It is often said that the US and China – superpowers at economic, geopolitical, and ideological loggerheads – are heading toward a new cold war. And the rhetoric – at least from one side – has come to resemble that of Winston Churchill’s 1946 “Iron Curtain” speech, one of the inaugural events of the Cold War. Just this month, US Vice President Mike Pence accused China of predatory economic practices, military aggression against the United States, and attempts to undermine US President Donald Trump.
But despite the media hype, a new cold war is not inevitable – or even likely. To be sure, Chinese leaders, fearing disorder and any weakening of the Communist Party of China’s legitimacy, are determined to prevent the US from forcing changes on China’s political and economic system. China will continue to pursue reforms at its own pace and in its own way. For Chinese President Xi Jinping, a top priority is to merge the CPC with the machinery of government in order to reduce corruption and burnish the state’s ideological credentials. Any attempt to interfere in this process would be crossing a red line.
Fortunately for Xi, Trump has no interest in “democratizing” other countries, and he doesn’t seem to have been swayed by the US investors, financiers, and technology titans who want his administration to press for more access to the Chinese economy.
No doubt, US tariffs threaten the 18% of Chinese exports that go to the US each year. But the Trump administration has more urgent priorities than changing China’s system of government, notwithstanding the aggressive rhetoric of US Trade Representative Robert Lighthizer and White House National Trade Council Director Peter Navarro. Trump desperately wants to bolster US manufacturing by repatriating global supply chains and blocking or curbing imports. “Make America Great Again” is really about making in America again.
Image: Statista
Still, even if today’s US-China standoff does not evolve into a new cold war, it could weaken both countries and usher in a more multipolar world. Within China, US rhetorical broadsides, tariffs, and sanctions may be empowering Xi’s domestic critics. And it doesn’t help that China currently has limited options for retaliating. True, it could start to sell off some of its $1 trillion in US dollar reserves. But that would weaken the value of the US Treasuries that it continues to hold.
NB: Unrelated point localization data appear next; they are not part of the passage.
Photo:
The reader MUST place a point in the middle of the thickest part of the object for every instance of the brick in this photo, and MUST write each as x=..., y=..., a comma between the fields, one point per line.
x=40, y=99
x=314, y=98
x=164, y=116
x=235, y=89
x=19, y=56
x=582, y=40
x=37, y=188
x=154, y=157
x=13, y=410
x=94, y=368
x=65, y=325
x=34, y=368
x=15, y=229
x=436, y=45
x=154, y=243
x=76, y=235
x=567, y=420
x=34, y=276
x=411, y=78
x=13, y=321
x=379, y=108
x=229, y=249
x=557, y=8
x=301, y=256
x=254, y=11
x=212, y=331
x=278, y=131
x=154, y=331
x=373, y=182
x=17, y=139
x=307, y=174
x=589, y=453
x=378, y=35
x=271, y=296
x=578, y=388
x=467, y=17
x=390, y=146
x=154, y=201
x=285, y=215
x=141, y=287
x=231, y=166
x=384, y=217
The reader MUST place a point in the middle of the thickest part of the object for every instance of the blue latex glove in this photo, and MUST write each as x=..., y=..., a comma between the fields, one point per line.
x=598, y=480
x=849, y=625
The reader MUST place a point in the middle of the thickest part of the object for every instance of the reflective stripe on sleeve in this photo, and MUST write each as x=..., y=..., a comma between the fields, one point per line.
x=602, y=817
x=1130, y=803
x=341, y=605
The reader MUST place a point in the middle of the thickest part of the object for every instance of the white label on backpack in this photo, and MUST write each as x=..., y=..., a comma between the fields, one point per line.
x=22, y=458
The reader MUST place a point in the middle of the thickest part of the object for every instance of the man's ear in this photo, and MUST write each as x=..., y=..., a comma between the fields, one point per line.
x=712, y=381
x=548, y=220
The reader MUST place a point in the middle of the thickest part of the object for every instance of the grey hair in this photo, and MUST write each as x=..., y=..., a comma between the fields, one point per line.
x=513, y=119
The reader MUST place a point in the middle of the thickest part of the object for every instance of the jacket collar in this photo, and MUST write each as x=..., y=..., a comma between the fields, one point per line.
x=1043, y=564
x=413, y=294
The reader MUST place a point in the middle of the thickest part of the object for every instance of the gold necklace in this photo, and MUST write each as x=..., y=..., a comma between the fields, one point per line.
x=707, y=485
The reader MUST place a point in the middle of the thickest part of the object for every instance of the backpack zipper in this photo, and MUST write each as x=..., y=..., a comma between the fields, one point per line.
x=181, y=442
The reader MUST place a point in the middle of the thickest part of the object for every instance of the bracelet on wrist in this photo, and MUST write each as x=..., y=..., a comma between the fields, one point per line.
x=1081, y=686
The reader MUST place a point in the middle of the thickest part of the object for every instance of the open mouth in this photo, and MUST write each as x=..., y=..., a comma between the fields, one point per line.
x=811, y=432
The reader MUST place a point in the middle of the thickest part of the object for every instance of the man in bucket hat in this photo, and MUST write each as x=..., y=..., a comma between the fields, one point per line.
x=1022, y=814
Within the US, Trump’s decision to pursue sweeping import tariffs has been described by one industry representative as “the most self-destructive trade act I’ve ever seen.” And the administration’s renegotiation of the North American Free Trade Agreement – which includes a clause to prevent Canada or Mexico from negotiating with China – has met with similar disdain. Such policies threaten both to destroy US jobs and to alienate America’s allies, many of which are already distancing themselves.
Indeed, the Trump administration’s “America First” positions have increasingly translated into “America Alone.” The US now constitutes a minority of one within the G7, the G20, and the United Nations Framework Convention on Climate Change. After Trump pulled the US out of the Trans-Pacific Partnership (TPP), the remaining parties moved ahead on their own. Far from setting the terms of debate on international issues, the Trump administration has convinced other countries to reduce their reliance on US leadership.
Widespread circumvention of the US will hasten the emergence of a new multipolar order. For example, by withdrawing from the Iran nuclear deal, Trump has essentially dared the United Kingdom, France, Germany, China, Russia, and the European Union to defy US prerogatives.
For now, countries that rely on Iranian oil may have no choice but to go along with the US. Like most traded goods, oil exports are paid for in dollars – largely through the Society for Worldwide Interbank Financial Telecommunication (SWIFT) in Belgium – and the US has the power to shut down such transactions. Most companies and countries have concluded that doing business in Iran is not worth losing access to the US market and the international dollar-payments system.
But in the future, they may no longer have to make such tradeoffs. On August 21, Germany’s foreign minister, Heiko Maas, urged Europe to establish payment channels that are independent of the US. And the following month, the EU’s foreign policy chief announced plans to form a “special purpose vehicle” to “assist and reassure economic operators pursuing legitimate business with Iran.”
Meanwhile, Russia has said that it is developing its own system for financial transfers, to protect itself from being shut out of the SWIFT system in the event of harsher US sanctions. And China has been pursuing a similar project at least since 2015, when the People’s Bank of China launched a system to facilitate cross-border transactions in renminbi.
None of these alternative systems have yet to match the convenience of SWIFT and the dollar system. But if a new system were to take hold, it could rapidly shift power away from the US.
Rather than a cold war, the world may be heading toward an international system led by four powers, with the US, China, Russia, and Germany dominating their respective regions and seeking the upper hand in international negotiations. Such a scenario is reminiscent of the World War II vision of US President Franklin D. Roosevelt, who proposed that the four victorious allies – the US, the UK, China, and the Soviet Union – act as “Four Policemen,” each patrolling its own sphere of influence and negotiating with the others on world peace.
Image: Frank O. Salisbury via Wikimedia Commons
Today, approximations of the same four powers are once again in the lead, only now we have stronger international institutions to help keep the peace. Whether that peace lasts will depend on the willingness of the four powers to use and adapt those institutions to the emerging international system.